Phase Current (Io) = 15.7Nm * pi * 6 / 30 = 9.86A
Plugging this in to the motor controller power dissipation formula, we get:
P = 11.73W
Transients (On Hills):
Let’s go with a 10 degree, 200m hill, and we climb it slowly, almost as if from a stop. This is chosen since I do not believe that maintaining a 16.6m/s speed up a hill would always be reasonable. There is definitely going to be sometime that the car is only able to travel at walking speed, say when starting and going up a hill.
Choosing an average walking speed of 1.4m/s (https://www.healthline.com/health/exercise-fitness/average-walking-speed#average-speed-by-age), we can find the hill to take 200 (m) / 1.4(m/s) = 142 seconds = 2minutes, 22 seconds.
From above, the torque requirement for a 10 degree hill is around 165Nm per motor per the hills listed above. We’ll also switch to using Kv = 5.2 for the low speed motor coil, as on hilly days, this is what we would require.

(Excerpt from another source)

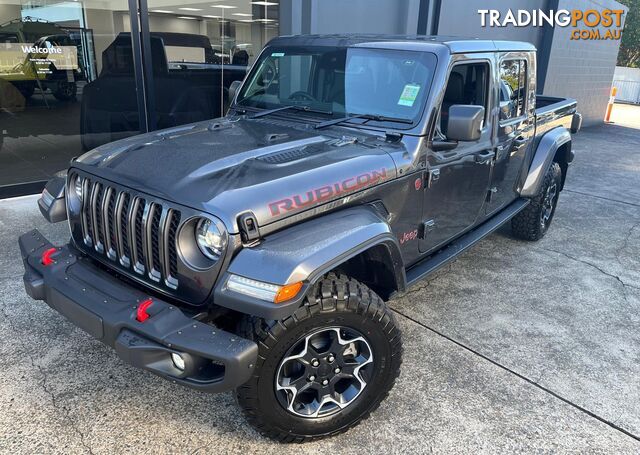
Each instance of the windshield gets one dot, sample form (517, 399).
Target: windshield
(341, 82)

This gives a phase current of:
Io = 87.1A, which does not exceed the motor controller’s phase current limit of 100A
And Power:
P = 130.16W
So for transients, I would be comfortable going with a 130W power dissipation for 2 minutes.
What if we have a 36km/h (10m/s) headwind - aero losses will increase, and thus the torque requirement and bus current will increase. Will the torque requirement increase significantly? Should we take the wind into account for this model?